Should the actions of the United States and the current Bush administration in liberating Iraq and progress made in rebuilding Iraq be judged against a utopian vision (which we don't seem to be able to produce here in the US), or should they be judged against a violent state of chaos, e.g., Mogadishu circa 1993?

This is more than a question of is your glass half empty or half full. It fundamentally gets to the root of whether a commentator/pundit/politician is a serious person who lives in the real world or whether they are nothing more than a cynical player of a game in which winning and maintaining power are all that matter.

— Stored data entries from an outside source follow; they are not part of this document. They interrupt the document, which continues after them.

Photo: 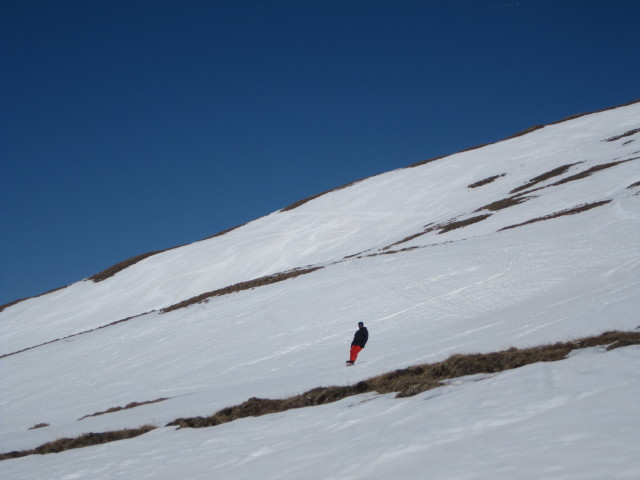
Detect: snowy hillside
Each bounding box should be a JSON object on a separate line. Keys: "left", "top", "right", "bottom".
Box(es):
{"left": 1, "top": 101, "right": 640, "bottom": 479}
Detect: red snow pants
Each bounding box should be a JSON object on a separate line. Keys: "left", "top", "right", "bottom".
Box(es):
{"left": 349, "top": 345, "right": 363, "bottom": 363}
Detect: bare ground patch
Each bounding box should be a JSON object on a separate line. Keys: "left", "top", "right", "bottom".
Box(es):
{"left": 162, "top": 267, "right": 324, "bottom": 313}
{"left": 468, "top": 174, "right": 506, "bottom": 189}
{"left": 0, "top": 284, "right": 69, "bottom": 314}
{"left": 510, "top": 162, "right": 582, "bottom": 194}
{"left": 604, "top": 128, "right": 640, "bottom": 142}
{"left": 382, "top": 214, "right": 492, "bottom": 251}
{"left": 475, "top": 195, "right": 535, "bottom": 212}
{"left": 3, "top": 331, "right": 638, "bottom": 461}
{"left": 548, "top": 159, "right": 637, "bottom": 187}
{"left": 89, "top": 250, "right": 175, "bottom": 283}
{"left": 89, "top": 224, "right": 247, "bottom": 283}
{"left": 500, "top": 200, "right": 612, "bottom": 231}
{"left": 437, "top": 214, "right": 493, "bottom": 234}
{"left": 28, "top": 423, "right": 49, "bottom": 430}
{"left": 1, "top": 267, "right": 324, "bottom": 358}
{"left": 0, "top": 426, "right": 156, "bottom": 461}
{"left": 280, "top": 178, "right": 368, "bottom": 212}
{"left": 78, "top": 398, "right": 170, "bottom": 421}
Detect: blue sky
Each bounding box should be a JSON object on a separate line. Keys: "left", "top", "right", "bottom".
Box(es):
{"left": 1, "top": 0, "right": 639, "bottom": 305}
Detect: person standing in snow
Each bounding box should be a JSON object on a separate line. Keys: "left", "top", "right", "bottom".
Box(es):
{"left": 346, "top": 322, "right": 368, "bottom": 366}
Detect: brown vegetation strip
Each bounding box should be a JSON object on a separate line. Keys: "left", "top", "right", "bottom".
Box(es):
{"left": 162, "top": 267, "right": 324, "bottom": 313}
{"left": 627, "top": 180, "right": 640, "bottom": 189}
{"left": 476, "top": 195, "right": 534, "bottom": 212}
{"left": 28, "top": 423, "right": 49, "bottom": 430}
{"left": 279, "top": 178, "right": 368, "bottom": 212}
{"left": 468, "top": 174, "right": 506, "bottom": 189}
{"left": 500, "top": 200, "right": 612, "bottom": 231}
{"left": 78, "top": 398, "right": 169, "bottom": 421}
{"left": 0, "top": 426, "right": 156, "bottom": 461}
{"left": 510, "top": 162, "right": 582, "bottom": 194}
{"left": 604, "top": 128, "right": 640, "bottom": 142}
{"left": 0, "top": 285, "right": 68, "bottom": 314}
{"left": 2, "top": 330, "right": 638, "bottom": 461}
{"left": 89, "top": 249, "right": 177, "bottom": 283}
{"left": 382, "top": 214, "right": 493, "bottom": 251}
{"left": 548, "top": 159, "right": 637, "bottom": 187}
{"left": 408, "top": 100, "right": 640, "bottom": 170}
{"left": 167, "top": 330, "right": 640, "bottom": 428}
{"left": 1, "top": 267, "right": 324, "bottom": 358}
{"left": 89, "top": 223, "right": 248, "bottom": 283}
{"left": 437, "top": 214, "right": 492, "bottom": 234}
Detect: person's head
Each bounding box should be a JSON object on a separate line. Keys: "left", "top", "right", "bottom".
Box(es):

I suppose I can be accused of putting forth a false dichotomy in this instance, but I don't really think I have. I did not claim that to live in the real world one must support everything the administration does, nor that we should not view everything they do with a critical eye. But that is not the same thing at all as wearing dung-colored glasses that can only see the negative and taking the phrase, "the enemy of my enemy is my friend," to heart, thereby lumping President Bush into the same list of enemies as the terrorists. In my mind, this comes dangerously close to laying a bet that having our enemies win is a short term gamble that some are willing to take to secure their own sinecure.

Politics and Big Media's reporting on politics is rapidly devolving into nothing more than the automatic gainsaying of the other person's position, no matter how ludicrous it sounds or however mendacious one must be to say it. The abdication of responsible opposition to the current administration is beginning to radicalize me. And I don't think that I am alone.